My point, though, is that it is unwise to eat unhealthful food that one does not like just to be rid of it. If it’s good food like kale, it makes sense to eat that. We can store food when there’s a lot of it left, but things that won’t keep or are bad enough they might never be eaten must be handled in some other way, or we doom ourselves to being, well, human garbage cans. If we simply allow food to go to waste, though, maybe that’s even worse than eating a little bit more than perhaps we need.

What can we do with the food that we have now decided not to force ourselves to eat? Here’s what I suggest:

  1. Repackage it into something else. Kale ribs, chicken bones, onion skins, garlic peels, all of these things make great soup. You still discard them eventually after making the soup, but at least you’ve gotten closer to using it all effectively.
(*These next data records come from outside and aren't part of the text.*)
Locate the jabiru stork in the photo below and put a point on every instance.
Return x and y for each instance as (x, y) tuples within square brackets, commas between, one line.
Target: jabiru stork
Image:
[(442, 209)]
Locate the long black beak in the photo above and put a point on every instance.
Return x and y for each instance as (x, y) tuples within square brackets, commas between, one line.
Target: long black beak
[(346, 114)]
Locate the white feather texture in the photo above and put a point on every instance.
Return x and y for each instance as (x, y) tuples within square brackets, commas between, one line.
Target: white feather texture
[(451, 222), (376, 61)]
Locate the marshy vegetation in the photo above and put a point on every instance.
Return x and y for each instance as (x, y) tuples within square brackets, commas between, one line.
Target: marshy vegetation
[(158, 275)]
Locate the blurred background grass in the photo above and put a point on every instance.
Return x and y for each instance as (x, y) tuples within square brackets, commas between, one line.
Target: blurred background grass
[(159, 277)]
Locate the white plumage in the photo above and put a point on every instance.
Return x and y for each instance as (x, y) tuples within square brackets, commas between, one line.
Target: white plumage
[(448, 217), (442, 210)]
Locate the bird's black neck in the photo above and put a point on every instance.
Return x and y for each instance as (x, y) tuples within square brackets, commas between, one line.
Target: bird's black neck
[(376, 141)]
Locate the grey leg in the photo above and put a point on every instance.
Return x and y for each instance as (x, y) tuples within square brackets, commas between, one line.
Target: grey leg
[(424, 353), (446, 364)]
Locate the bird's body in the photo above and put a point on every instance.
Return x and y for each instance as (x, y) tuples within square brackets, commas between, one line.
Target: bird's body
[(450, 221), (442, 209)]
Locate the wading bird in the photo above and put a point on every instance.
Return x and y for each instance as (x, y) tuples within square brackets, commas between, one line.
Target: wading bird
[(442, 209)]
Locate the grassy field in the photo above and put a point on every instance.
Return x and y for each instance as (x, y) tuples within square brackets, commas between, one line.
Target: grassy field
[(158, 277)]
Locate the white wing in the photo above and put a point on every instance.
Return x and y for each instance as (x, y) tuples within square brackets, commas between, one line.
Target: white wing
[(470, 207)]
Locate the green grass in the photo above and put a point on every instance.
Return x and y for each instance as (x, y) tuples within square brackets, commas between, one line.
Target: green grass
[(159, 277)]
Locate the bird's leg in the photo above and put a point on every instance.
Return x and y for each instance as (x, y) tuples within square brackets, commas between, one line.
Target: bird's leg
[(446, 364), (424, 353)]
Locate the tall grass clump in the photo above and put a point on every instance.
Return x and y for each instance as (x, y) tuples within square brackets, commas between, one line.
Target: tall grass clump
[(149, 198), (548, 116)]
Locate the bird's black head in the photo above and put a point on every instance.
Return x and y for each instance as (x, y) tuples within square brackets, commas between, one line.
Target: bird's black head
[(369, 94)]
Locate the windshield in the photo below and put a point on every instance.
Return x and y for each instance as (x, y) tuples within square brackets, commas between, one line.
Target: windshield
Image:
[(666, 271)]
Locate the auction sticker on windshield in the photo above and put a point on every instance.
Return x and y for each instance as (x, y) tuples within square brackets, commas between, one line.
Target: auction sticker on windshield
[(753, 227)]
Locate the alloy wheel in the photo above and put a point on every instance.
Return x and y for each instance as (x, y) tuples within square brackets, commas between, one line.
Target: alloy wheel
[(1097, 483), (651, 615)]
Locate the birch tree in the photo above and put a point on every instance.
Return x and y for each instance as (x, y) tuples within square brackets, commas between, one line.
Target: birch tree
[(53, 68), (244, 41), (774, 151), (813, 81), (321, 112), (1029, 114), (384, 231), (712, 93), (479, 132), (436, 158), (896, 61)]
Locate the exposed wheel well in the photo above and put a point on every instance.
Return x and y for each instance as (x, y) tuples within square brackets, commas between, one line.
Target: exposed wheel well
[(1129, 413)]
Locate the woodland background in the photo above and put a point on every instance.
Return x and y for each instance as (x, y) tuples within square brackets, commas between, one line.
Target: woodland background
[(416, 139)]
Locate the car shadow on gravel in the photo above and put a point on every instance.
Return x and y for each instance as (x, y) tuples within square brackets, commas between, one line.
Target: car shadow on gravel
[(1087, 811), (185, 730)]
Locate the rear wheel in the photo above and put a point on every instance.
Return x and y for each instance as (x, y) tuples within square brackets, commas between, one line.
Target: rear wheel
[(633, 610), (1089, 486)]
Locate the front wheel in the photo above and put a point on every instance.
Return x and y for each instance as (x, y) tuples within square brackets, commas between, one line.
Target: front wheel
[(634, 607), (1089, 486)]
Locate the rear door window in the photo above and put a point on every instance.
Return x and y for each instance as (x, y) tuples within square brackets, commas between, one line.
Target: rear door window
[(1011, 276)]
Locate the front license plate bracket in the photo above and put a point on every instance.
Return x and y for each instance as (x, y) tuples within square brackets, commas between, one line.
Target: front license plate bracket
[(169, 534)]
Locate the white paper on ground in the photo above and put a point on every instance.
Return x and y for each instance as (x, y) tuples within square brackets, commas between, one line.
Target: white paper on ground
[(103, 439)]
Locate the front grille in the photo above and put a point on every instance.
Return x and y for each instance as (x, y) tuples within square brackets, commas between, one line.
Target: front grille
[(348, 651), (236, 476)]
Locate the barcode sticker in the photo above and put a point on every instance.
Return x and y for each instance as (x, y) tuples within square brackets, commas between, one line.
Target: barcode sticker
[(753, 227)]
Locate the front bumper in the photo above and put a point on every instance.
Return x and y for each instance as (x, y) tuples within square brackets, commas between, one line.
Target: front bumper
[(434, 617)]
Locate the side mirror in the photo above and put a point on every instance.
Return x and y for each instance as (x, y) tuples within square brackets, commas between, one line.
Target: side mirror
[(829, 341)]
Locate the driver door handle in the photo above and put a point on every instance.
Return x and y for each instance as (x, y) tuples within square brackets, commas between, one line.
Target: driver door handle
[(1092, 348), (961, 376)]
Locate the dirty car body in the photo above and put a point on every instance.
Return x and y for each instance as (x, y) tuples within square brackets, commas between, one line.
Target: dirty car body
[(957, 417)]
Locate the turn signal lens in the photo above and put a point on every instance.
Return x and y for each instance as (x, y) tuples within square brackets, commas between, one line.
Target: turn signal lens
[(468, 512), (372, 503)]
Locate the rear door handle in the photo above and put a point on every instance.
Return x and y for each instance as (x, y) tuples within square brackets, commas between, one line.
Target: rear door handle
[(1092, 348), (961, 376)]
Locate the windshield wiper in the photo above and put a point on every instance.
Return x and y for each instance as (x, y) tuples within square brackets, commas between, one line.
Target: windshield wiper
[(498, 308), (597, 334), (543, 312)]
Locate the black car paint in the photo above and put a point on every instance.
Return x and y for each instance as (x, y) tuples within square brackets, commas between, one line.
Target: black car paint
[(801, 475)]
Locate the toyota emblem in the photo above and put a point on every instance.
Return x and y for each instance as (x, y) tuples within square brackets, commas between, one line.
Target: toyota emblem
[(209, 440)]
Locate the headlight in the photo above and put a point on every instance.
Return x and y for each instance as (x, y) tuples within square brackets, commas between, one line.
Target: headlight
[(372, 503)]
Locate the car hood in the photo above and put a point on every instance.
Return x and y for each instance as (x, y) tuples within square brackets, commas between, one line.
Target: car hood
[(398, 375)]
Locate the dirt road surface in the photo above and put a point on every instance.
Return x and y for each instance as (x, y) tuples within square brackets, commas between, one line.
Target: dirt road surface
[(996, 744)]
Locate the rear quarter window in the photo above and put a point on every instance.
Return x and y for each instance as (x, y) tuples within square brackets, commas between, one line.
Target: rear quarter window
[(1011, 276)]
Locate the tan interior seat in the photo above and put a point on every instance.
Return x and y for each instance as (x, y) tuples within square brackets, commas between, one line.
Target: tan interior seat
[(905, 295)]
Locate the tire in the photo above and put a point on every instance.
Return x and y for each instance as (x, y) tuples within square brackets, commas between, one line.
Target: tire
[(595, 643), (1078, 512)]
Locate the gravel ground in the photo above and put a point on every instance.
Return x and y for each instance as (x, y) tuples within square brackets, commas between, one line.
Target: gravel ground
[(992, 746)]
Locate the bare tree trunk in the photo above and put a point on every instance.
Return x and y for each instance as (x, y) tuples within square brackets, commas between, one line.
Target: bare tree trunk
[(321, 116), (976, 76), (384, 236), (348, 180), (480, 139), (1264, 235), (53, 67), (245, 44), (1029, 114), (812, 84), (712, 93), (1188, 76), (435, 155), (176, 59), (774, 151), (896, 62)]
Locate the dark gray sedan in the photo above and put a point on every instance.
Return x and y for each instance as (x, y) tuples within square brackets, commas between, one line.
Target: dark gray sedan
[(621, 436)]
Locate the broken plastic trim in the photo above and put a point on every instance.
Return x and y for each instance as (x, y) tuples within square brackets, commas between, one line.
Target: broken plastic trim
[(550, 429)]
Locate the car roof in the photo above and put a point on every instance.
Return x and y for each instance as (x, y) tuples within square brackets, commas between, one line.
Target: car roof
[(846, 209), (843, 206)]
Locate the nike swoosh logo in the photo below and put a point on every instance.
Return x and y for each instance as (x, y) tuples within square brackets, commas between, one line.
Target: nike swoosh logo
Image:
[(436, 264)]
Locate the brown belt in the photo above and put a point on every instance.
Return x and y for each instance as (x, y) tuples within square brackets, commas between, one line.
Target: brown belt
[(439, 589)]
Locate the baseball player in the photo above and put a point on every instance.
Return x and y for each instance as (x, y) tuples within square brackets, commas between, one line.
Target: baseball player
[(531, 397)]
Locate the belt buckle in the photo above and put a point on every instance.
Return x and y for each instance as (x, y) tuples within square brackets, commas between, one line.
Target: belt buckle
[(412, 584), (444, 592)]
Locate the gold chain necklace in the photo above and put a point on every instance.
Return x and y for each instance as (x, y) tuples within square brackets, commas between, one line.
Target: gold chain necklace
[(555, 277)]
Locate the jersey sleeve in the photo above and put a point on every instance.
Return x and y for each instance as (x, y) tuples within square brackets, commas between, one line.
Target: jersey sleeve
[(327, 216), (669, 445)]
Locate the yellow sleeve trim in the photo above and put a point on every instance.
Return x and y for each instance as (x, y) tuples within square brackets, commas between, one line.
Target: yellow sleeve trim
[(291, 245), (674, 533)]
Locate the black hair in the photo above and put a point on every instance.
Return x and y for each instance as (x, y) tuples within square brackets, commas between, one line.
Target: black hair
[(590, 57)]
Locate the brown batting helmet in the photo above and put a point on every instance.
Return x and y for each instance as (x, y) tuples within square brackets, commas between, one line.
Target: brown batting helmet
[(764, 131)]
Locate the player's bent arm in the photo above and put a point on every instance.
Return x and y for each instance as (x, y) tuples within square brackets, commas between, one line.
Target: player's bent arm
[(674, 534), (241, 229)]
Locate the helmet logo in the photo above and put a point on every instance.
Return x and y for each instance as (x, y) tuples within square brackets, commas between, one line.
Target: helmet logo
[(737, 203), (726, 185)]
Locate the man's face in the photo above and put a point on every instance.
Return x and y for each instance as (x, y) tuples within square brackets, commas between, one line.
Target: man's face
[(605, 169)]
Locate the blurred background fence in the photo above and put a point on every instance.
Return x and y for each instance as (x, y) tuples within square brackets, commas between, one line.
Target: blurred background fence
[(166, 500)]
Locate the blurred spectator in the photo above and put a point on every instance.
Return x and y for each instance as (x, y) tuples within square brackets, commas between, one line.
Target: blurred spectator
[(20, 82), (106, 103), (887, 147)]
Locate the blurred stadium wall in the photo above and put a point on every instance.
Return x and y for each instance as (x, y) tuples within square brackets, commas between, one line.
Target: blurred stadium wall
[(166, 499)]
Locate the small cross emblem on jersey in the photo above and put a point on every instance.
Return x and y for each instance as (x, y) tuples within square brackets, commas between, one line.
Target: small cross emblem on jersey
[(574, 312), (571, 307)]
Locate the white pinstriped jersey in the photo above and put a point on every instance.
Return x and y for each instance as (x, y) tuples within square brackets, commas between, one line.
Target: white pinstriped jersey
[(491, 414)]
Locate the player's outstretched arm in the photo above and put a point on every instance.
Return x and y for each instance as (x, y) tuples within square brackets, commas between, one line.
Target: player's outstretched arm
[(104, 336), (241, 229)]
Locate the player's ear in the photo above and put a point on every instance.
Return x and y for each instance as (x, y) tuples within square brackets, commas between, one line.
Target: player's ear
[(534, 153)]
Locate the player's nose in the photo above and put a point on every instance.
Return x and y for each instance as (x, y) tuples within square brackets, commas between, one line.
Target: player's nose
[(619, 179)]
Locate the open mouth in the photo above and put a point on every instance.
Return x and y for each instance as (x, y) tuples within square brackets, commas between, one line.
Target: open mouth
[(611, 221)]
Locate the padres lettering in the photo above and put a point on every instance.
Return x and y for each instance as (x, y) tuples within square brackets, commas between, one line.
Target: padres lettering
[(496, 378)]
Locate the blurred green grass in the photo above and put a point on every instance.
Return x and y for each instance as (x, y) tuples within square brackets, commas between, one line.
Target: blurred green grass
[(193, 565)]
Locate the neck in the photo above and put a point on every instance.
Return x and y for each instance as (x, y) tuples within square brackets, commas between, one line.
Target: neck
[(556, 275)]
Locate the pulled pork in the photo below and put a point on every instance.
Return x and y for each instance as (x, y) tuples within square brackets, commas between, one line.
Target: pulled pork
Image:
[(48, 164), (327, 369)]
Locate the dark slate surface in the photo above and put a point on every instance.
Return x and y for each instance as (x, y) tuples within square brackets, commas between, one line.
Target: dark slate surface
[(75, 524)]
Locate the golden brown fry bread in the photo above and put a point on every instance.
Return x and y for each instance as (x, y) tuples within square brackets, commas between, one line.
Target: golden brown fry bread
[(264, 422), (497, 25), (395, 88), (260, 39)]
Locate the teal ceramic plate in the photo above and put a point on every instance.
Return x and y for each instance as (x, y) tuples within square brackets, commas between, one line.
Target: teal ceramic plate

Dad’s leftover shakes are a pretty good example of this as long as they’re actually good, which they almost always are.
  2. Compost it. Nature’s recycling always has been and still is the best around. If you don’t have space for an official composter, just find an area without a lot of traffic near where you live and make a compost heap there. If people start complaining, yeah, you’ll probably have to stop doing it, but hey, nobody’s said anything about my compost heap yet.
  3. Give it away. Obviously the efficacy of this is limited when we’re talking about leftovers, but excess cookies? My sister almost had the right idea when she tried to foist the last fig newton on me, although she would have been better served by just leaving it on the table where it would have probably found someone to enjoy it on its own.
  4. Feed it to your pet. Be careful with this one. An excess bit of meat could be good for a dog or cat, and a rabbit might enjoy some carrot greens, but for the most part you should probably steer clear of #4. Actually, for liability purposes, let’s say that Sam’s Blog’s official stance is Don’t ever do #4.
  5. Throw it out. Maybe, just maybe, certain foods are better off wasted. Take a twinkie for example. What is a twinkie? Maybe tossing junk food out with actual junk isn’t such a moral travesty as one might think. Obviously lovely cookies from a neighbor do not fall under this category.

Hopefully this list has given you some ideas how you can handle your excess food without forcing it into your own stomach. Actually following that advice is harder than it might initially seem for some people, though, so just keep working at it and maybe you’ll find that you like not being a garbage can. Maybe you never had this problem in the first place and it really is only my sister, my father and me. If you’re among us, do post a comment and let us know how you resolve your need to do away with excess food in your own stomach.